As early as 1947, Burdick received an O. Henry Award. Beginning with the publication of The Ninth Wave in 1956, Burdick went on to be author or coauthor of five novels, three of which, The Ninth Wave, The Ugly American, and Fail-Safe, were Book-of-the-Month Club selections. The Ugly American was made into a film by Universal Studios in 1963, and Fail-Safe was released as a Columbia Pictures film in 1964.

Despite the commercial success of his books and the controversy that some of them attracted, Burdick was not considered a first-rate writer. He had the advantage of choosing compelling subjects that both informed and inflamed many readers. The Ugly American, written with William J. Lederer, evoked a denunciation on the Senate floor from Senator J. William Fulbright and caused President Dwight D. Eisenhower to appoint the Draper Committee to investigate the administration of American foreign aid. This novel depicts a fictional country in southeast Asia that is receiving aid from the United States in a program that is marked by bungling and inefficiency. Fail- Safe, a collaboration with Harvey Wheeler, creates a fictional scenario in which faulty communications between American bombers and their base results in a devastating nuclear attack on Moscow. Although the Department of Defense vowed that such a thing could never happen, members of the Department, speaking off the record, admitted that such a lapse was not only possible but, in the eyes of some, inevitable.

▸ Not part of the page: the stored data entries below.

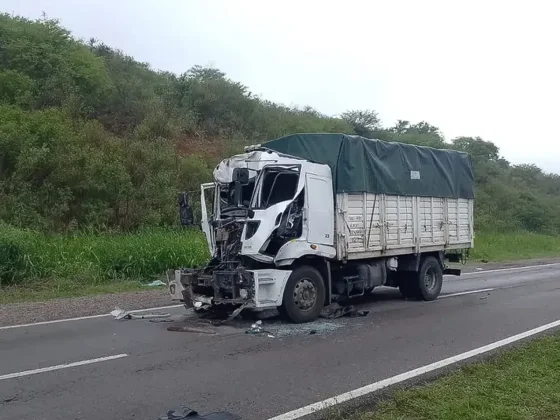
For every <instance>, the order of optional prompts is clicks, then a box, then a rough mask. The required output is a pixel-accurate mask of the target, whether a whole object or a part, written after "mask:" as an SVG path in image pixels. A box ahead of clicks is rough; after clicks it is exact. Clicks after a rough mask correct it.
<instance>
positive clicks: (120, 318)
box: [110, 307, 171, 320]
mask: <svg viewBox="0 0 560 420" xmlns="http://www.w3.org/2000/svg"><path fill="white" fill-rule="evenodd" d="M110 314H111V315H112V316H113V317H114V318H115V319H118V320H120V319H161V318H169V317H170V316H171V314H170V313H161V312H152V313H149V314H139V315H136V314H132V313H130V312H127V311H125V310H124V309H121V308H119V307H116V308H115V310H113V311H111V312H110Z"/></svg>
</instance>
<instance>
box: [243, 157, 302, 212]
mask: <svg viewBox="0 0 560 420" xmlns="http://www.w3.org/2000/svg"><path fill="white" fill-rule="evenodd" d="M298 180H299V165H291V166H269V167H266V168H264V169H263V170H262V172H261V174H260V176H259V179H258V181H257V187H256V188H255V193H254V194H253V200H252V203H251V206H252V207H253V208H254V209H267V208H269V207H271V206H273V205H275V204H278V203H281V202H282V201H287V200H291V199H293V198H294V196H295V195H296V192H297V186H298Z"/></svg>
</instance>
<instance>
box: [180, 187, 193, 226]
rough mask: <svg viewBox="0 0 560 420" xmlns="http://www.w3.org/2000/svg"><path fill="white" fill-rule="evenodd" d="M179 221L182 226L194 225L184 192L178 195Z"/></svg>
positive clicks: (190, 208)
mask: <svg viewBox="0 0 560 420" xmlns="http://www.w3.org/2000/svg"><path fill="white" fill-rule="evenodd" d="M179 220H180V222H181V225H182V226H192V225H194V215H193V211H192V207H191V205H190V203H189V197H188V195H187V193H186V192H182V193H180V194H179Z"/></svg>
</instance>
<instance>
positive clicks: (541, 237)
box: [470, 232, 560, 261]
mask: <svg viewBox="0 0 560 420" xmlns="http://www.w3.org/2000/svg"><path fill="white" fill-rule="evenodd" d="M470 256H471V258H472V259H473V260H476V261H515V260H523V259H529V258H545V257H560V236H552V235H543V234H537V233H528V232H519V233H477V234H476V235H475V239H474V249H472V250H471V254H470Z"/></svg>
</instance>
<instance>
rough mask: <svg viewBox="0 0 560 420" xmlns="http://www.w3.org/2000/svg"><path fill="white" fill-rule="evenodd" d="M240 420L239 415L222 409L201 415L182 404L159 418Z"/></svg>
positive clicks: (182, 419)
mask: <svg viewBox="0 0 560 420" xmlns="http://www.w3.org/2000/svg"><path fill="white" fill-rule="evenodd" d="M197 419H198V420H240V419H239V417H237V416H235V415H233V414H231V413H227V412H225V411H222V412H220V413H211V414H207V415H205V416H201V415H200V414H198V413H197V412H196V411H194V410H192V409H190V408H189V407H185V406H182V407H181V408H179V409H173V410H169V411H168V412H167V414H166V415H164V416H162V417H159V418H158V420H197Z"/></svg>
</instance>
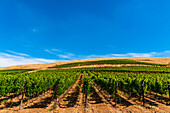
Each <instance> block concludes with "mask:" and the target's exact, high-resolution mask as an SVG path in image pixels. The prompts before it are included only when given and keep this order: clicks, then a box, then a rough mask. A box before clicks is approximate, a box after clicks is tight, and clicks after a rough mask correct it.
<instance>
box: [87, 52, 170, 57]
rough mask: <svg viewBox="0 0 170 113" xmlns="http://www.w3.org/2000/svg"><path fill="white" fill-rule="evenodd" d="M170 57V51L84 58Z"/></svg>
mask: <svg viewBox="0 0 170 113" xmlns="http://www.w3.org/2000/svg"><path fill="white" fill-rule="evenodd" d="M163 56H164V57H165V56H166V57H169V56H170V51H164V52H150V53H126V54H107V55H89V56H84V58H87V59H88V58H107V57H163Z"/></svg>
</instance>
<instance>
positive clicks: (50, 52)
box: [44, 49, 62, 55]
mask: <svg viewBox="0 0 170 113" xmlns="http://www.w3.org/2000/svg"><path fill="white" fill-rule="evenodd" d="M44 51H46V52H48V53H50V54H55V55H57V54H58V52H62V51H61V50H59V49H50V50H49V49H44ZM56 52H57V53H56Z"/></svg>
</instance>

Burdick’s work was essentially concerned with the struggle between humans and machines. He recoiled at the thought that the power mankind had gained through technology was in danger of being lost because humans had lost control of their machines. The 480, a novel Burdick published in 1964, deals with the selection of a political candidate based on a computer program that lists four hundred eighty divisions in the electorate and, in a metapolitical move, selects the candidate that appeals to these disparate groups, thereby thwarting the democratic process. Given recent political developments, Burdick’s book seems prescient. Burdick’s books reflect the haste with which they were written. One cannot deny, however, that the author had important messages to convey and that, despite stylistic shortcomings, his books are undeniably works of considerable importance.